Looks like someone at Universal took a gander at Sony re-booting the Spider-Man franchise after the last outing in 2007 and thought both, ‘Hhm… maybe we should tap that reboot reservoir...’ and, ‘Pah! 2007? Lightweights. We’ll up the ante and relaunch something that last saw cinemas in 2008!’ Hence today’s announcement that the studio has decided to reboot The Mummy.
The producers – including franchise veteran Sean Daniel – have decided that Prometheus co-writer Jon Spaihts is the man to dust off Imhotep and give him a new coat of sand and evil. "I see it as the sort of opportunity I had with Prometheus: to go back to a franchise's roots in dark, scary source material and simultaneously open it up to an epic scale we haven't seen before," Spaihts tells Variety.
Stephen Sommers brought Universal's veteran Egyptian troublemaker back to life in 1999, after a classic Boris Karloff effort back in 1932 and a few remakes / spin-offs in the 1940s.

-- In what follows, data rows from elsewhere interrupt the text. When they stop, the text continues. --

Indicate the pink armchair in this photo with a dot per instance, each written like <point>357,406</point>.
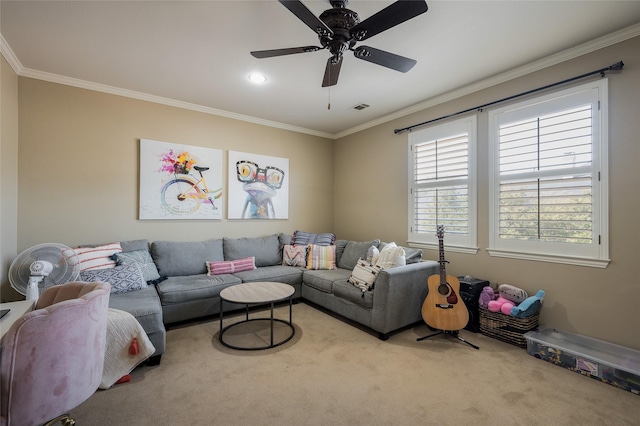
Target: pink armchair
<point>52,358</point>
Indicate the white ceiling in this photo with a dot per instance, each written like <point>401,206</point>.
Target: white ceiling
<point>196,53</point>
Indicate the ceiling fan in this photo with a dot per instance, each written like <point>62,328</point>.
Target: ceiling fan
<point>339,29</point>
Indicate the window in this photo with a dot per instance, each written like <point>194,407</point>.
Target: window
<point>442,185</point>
<point>548,178</point>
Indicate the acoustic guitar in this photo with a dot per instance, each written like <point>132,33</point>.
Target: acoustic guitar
<point>443,309</point>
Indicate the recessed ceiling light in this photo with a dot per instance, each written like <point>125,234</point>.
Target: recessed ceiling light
<point>257,78</point>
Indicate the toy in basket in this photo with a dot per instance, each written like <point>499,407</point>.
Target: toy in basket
<point>510,314</point>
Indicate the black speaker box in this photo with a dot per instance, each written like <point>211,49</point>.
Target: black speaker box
<point>470,290</point>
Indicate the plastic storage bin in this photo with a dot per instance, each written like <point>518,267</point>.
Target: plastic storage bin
<point>610,363</point>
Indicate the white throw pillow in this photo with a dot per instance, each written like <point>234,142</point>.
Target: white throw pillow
<point>391,256</point>
<point>364,275</point>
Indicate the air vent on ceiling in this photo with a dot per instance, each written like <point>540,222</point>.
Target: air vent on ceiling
<point>360,107</point>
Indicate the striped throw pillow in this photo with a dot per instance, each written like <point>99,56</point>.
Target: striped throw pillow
<point>217,267</point>
<point>364,275</point>
<point>304,238</point>
<point>294,256</point>
<point>321,257</point>
<point>98,257</point>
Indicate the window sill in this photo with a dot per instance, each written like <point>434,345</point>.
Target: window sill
<point>537,257</point>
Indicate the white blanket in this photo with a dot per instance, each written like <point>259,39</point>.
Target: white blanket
<point>122,328</point>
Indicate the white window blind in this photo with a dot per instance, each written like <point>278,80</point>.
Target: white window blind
<point>548,193</point>
<point>441,189</point>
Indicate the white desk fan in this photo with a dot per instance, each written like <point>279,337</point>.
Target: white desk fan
<point>43,266</point>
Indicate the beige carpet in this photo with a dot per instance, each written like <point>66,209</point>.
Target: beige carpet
<point>332,373</point>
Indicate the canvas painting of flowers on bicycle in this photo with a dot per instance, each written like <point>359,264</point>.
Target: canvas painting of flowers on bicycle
<point>180,181</point>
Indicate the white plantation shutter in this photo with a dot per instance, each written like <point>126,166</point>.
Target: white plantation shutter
<point>441,189</point>
<point>548,194</point>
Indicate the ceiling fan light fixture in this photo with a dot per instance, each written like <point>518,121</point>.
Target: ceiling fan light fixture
<point>257,78</point>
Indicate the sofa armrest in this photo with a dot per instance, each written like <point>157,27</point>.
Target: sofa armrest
<point>398,295</point>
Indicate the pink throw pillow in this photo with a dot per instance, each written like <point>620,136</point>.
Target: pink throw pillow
<point>217,267</point>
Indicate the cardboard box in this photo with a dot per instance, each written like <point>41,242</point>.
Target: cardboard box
<point>610,363</point>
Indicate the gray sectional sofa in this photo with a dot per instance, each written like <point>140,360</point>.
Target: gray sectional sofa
<point>187,292</point>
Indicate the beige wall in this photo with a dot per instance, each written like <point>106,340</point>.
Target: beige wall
<point>8,171</point>
<point>371,200</point>
<point>78,182</point>
<point>78,168</point>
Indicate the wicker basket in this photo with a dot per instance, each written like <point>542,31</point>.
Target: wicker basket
<point>507,328</point>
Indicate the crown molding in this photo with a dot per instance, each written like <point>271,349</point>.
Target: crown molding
<point>83,84</point>
<point>563,56</point>
<point>11,57</point>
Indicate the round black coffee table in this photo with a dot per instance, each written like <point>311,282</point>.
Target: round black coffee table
<point>257,293</point>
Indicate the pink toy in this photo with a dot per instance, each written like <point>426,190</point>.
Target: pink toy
<point>501,305</point>
<point>487,296</point>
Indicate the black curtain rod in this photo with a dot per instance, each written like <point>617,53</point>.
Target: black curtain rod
<point>615,67</point>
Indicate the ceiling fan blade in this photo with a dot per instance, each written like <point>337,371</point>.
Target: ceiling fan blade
<point>389,17</point>
<point>331,73</point>
<point>261,54</point>
<point>386,59</point>
<point>305,15</point>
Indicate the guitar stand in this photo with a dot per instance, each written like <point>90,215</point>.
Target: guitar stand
<point>455,333</point>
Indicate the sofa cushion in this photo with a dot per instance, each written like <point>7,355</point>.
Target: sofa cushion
<point>218,267</point>
<point>323,279</point>
<point>340,245</point>
<point>285,239</point>
<point>412,255</point>
<point>364,275</point>
<point>347,291</point>
<point>123,278</point>
<point>304,238</point>
<point>132,245</point>
<point>321,257</point>
<point>353,251</point>
<point>184,289</point>
<point>143,259</point>
<point>185,258</point>
<point>390,257</point>
<point>276,273</point>
<point>266,250</point>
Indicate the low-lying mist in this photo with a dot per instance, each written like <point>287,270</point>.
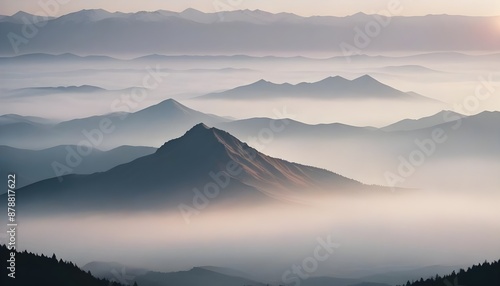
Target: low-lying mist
<point>366,234</point>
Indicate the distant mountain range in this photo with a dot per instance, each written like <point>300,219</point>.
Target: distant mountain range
<point>152,126</point>
<point>35,165</point>
<point>364,87</point>
<point>166,178</point>
<point>45,270</point>
<point>195,32</point>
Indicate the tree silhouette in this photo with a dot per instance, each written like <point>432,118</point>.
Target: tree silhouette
<point>485,274</point>
<point>33,270</point>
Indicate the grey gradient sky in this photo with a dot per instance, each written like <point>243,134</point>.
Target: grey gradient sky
<point>300,7</point>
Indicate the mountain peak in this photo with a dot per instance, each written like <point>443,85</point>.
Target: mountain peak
<point>199,127</point>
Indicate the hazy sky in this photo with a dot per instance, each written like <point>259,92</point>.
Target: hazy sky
<point>300,7</point>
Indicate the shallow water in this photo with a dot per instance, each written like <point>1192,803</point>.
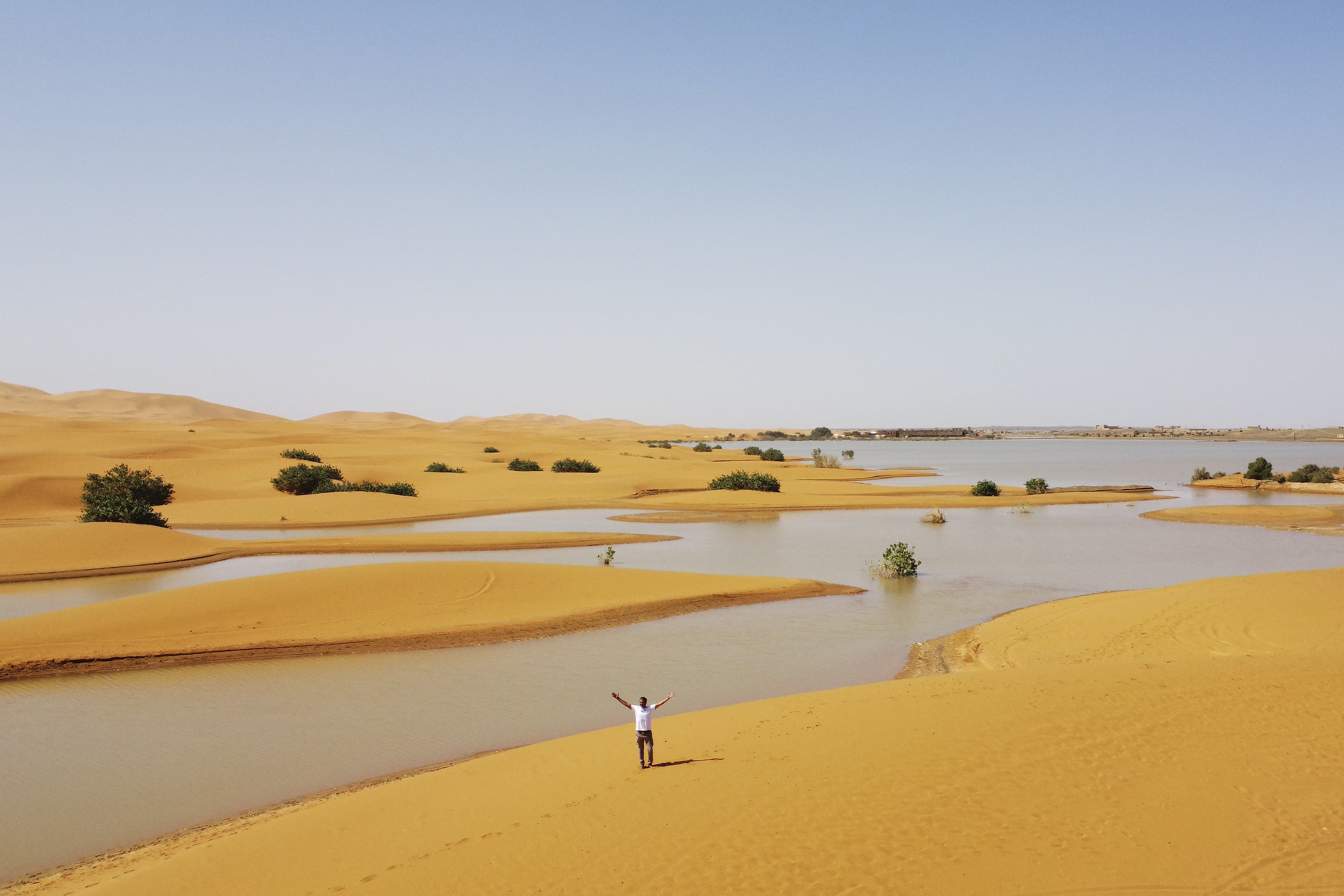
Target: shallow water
<point>96,762</point>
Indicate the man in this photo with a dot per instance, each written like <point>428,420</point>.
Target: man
<point>643,724</point>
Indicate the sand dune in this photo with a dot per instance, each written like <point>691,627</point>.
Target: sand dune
<point>1322,519</point>
<point>1178,740</point>
<point>222,473</point>
<point>76,550</point>
<point>116,405</point>
<point>366,608</point>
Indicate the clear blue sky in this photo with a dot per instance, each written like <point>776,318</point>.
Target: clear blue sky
<point>724,214</point>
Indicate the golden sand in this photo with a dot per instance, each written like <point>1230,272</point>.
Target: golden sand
<point>389,606</point>
<point>1322,519</point>
<point>76,550</point>
<point>1177,740</point>
<point>222,472</point>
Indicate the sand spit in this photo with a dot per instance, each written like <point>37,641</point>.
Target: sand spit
<point>1238,481</point>
<point>395,606</point>
<point>78,550</point>
<point>1320,519</point>
<point>222,472</point>
<point>1177,740</point>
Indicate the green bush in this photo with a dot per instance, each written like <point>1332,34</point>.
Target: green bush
<point>898,562</point>
<point>1260,469</point>
<point>741,480</point>
<point>305,480</point>
<point>570,465</point>
<point>405,489</point>
<point>123,495</point>
<point>824,461</point>
<point>1312,473</point>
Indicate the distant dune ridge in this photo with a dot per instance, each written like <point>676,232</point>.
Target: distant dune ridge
<point>116,405</point>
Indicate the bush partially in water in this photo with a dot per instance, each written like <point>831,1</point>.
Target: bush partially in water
<point>305,480</point>
<point>1260,469</point>
<point>405,489</point>
<point>570,465</point>
<point>741,480</point>
<point>123,495</point>
<point>824,461</point>
<point>898,562</point>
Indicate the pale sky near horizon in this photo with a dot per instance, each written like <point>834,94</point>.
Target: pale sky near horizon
<point>714,214</point>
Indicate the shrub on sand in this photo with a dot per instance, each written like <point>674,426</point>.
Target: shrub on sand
<point>305,480</point>
<point>123,495</point>
<point>741,480</point>
<point>898,562</point>
<point>1260,469</point>
<point>824,461</point>
<point>570,465</point>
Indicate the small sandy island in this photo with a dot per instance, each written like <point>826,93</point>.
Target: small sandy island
<point>1177,740</point>
<point>76,550</point>
<point>389,606</point>
<point>1320,519</point>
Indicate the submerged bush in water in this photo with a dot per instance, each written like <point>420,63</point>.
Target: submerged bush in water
<point>570,465</point>
<point>898,562</point>
<point>741,480</point>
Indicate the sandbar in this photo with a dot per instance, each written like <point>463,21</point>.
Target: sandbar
<point>1320,519</point>
<point>1177,740</point>
<point>77,550</point>
<point>388,606</point>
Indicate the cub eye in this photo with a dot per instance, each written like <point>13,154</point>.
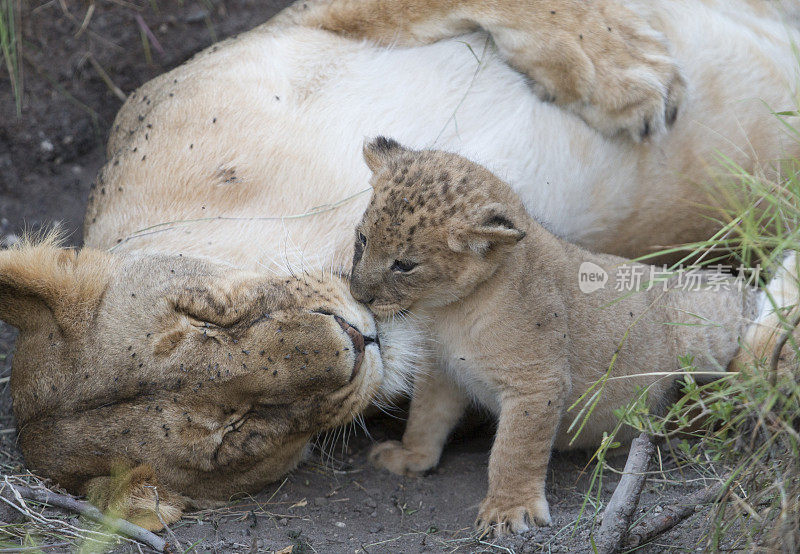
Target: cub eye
<point>403,266</point>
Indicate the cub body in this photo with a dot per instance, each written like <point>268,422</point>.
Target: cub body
<point>445,240</point>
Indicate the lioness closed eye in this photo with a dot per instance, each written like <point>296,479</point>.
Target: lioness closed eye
<point>445,239</point>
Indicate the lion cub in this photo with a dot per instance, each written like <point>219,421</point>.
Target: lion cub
<point>513,324</point>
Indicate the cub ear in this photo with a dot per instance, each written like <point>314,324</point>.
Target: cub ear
<point>379,151</point>
<point>43,283</point>
<point>492,226</point>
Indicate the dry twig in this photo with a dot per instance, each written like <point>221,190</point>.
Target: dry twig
<point>649,528</point>
<point>618,512</point>
<point>50,498</point>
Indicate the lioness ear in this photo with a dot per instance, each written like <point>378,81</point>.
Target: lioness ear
<point>40,283</point>
<point>379,151</point>
<point>492,226</point>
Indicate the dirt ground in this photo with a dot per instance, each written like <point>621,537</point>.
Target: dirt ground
<point>335,502</point>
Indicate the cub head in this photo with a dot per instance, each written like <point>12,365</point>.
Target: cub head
<point>214,377</point>
<point>437,225</point>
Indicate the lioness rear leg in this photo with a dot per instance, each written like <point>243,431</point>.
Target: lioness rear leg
<point>135,495</point>
<point>595,58</point>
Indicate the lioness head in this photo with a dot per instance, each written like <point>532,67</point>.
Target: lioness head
<point>436,226</point>
<point>213,376</point>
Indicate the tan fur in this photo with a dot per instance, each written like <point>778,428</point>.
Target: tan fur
<point>447,241</point>
<point>213,379</point>
<point>598,59</point>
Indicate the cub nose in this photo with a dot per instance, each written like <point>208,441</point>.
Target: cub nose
<point>358,343</point>
<point>360,292</point>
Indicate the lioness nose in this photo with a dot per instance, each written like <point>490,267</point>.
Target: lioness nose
<point>358,343</point>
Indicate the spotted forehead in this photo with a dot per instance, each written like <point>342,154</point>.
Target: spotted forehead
<point>419,191</point>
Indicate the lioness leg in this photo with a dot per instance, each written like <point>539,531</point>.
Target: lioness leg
<point>594,57</point>
<point>134,494</point>
<point>436,406</point>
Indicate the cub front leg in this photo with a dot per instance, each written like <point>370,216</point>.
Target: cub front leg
<point>595,58</point>
<point>518,463</point>
<point>436,406</point>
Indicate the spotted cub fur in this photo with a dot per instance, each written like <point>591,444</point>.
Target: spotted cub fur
<point>445,240</point>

Sommers cast Brendan Fraser and Rachel Weisz in a comedy adventure that scored big at the box office. He pulled off the trick a second time in 2001 with The Mummy Returns. Both Sommers and Weisz passed on the third film, The Mummy: Tomb Of The Dragon Emperor, which found Rob Cohen at the helm and Maria Bello taking over for Weisz. And don’t forget the 2002 spin-off The Scorpion King (though everyone, including us, is still trying to forget the cheap DVD sequels to that one.)
So now we wait and see what Spaihts does with the Mummy universe. Will Fraser’s Rick O’Connell still be present, even if the actor isn’t? Will Prometheus' Damon Lindelof be called in to write the second draft, with everyone denying that is has a direct connection with any other Mummy adventure? What? Could happen….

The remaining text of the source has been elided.